To do so a macro called Potential Noisy Neighbour - Send request to SRE has been created.

This macro, once filled out, will make sure to get added to our tracking excel sheet for the SRE team to see.

The macro will require certain information, and this will be a guide on how to fill out the macro.

Most fileds are self explanatory, but there are some that will require a bit of navigating through Azure dashboard therefore,here’s a guide.

Alias + Hostname
Add the alias of the noisy neighbour and the hostname.
You can find this on the project's hosting page:
https://www.s1.umbraco.io/projectsupport/{project-alias}/hosting


Start Date/Time
Format: [MM-DD-YYYY]
The date and time when the project started behaving like a noisy neighbour.

CPU Usage
How much CPU the project is currently using.

Allowed CPU Usage:
The maximum CPU usage allowed for the project.
Check the official plan limits here:
https://docs.umbraco.com/umbraco-cloud/explore-umbraco-cloud-1/readme/umbraco-cloud-plan 

Memory Usage
The amount of memory the project is currently using.

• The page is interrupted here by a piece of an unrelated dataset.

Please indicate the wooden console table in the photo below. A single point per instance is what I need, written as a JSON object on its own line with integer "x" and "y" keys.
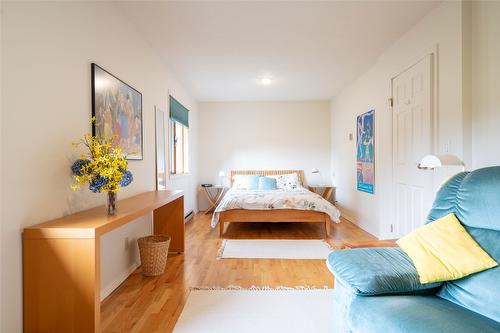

CPU usage of App Service Plan Last 7 days:​

CPU usage of the App Service Plan over the last 24 hours:​

CPU usage of the project last 24 hours:​

CPU usage of the project last 7 days:​

Recipient's Email
The email address of the technical contact or the creator of the project.

Alias
The alias of the project (same as used previously).

Recipient’s First Name
The first name of the technical contact who will receive the email.
If available, this is optional but helpful.